2. The cash payments on product purchases for the company is as 30% paid in that month and other 70% is paid in the next month as per the information provided. Therefore, the same concept is applied to calculate the cash payments on product purchases for the given months respectively.
3. As per the information provided, the selling and administrative expenses ($1,920,000 divided by 12 months, which is $160,000 per month) of the company are paid in full in the month of its expenditure itself.
4. The outstanding loan from bank of $12,000 is discharged along with interest of $120 at the rate of 12% per annum, at the end of March month respectively. However, as the loan from bank is repaid in full, the company do not have any loan balance outstanding at the end of the month March and April respectively.

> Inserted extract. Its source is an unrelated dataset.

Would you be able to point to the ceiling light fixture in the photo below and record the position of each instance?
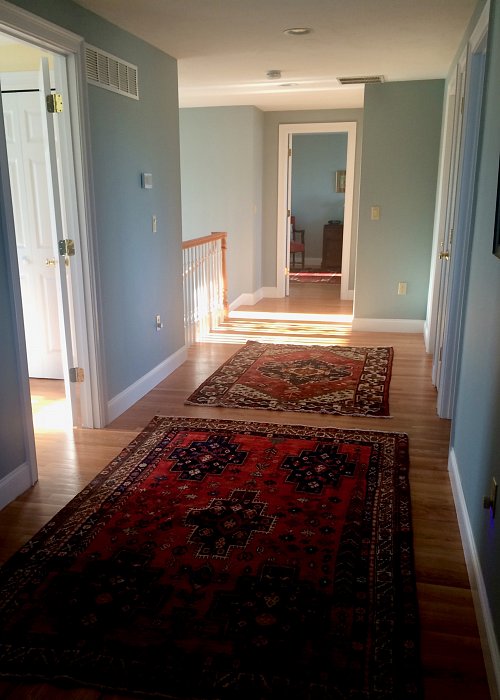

Thus, we have calculated a cash budget for March and April as required.
6.
Introduction:
A cash budget is a budget of expected cash receipts and disbursements during the period. These cash inflows and outflows include revenues collected, expenses paid, and loans. In other words, a cash budget is an estimated projection of the company's cash position in the future.
To determine:
To analyze the advantages for the management from a cash budget, in knowing the loan needs in advance for the company.
Answer to Problem 7BPSB
Solution:
The management knowing the loan needs in advance from a cash budget will help the company to reduce the credit period for its customers, avoidance of shortages of cash and arranging the loan requirements.
Explanation of Solution
The advantages for the management from a cash budget, in knowing the loan needs in advance for the company are explained below:
1. Reduce the credit period for its customers- The need for change in account receivables policy of the company may be required by the management. However, if the same period cannot be reduced then subsequently the company may procure necessary loans for liquidity purposes with the help of a cash budget.
2. Avoidance of shortages of cash- The management, with the help of a cash budget, will know the cash shortages for such period and may act proactively to avoid such situation.
3. Arranging the loan requirements- With the help of a cash budget, it will be smart to arrange such short-term loans as per requirements of the company.
Thus, we conclude that the management will be benefited in knowing the loan needs in advance for the company, with the help of a cash budget.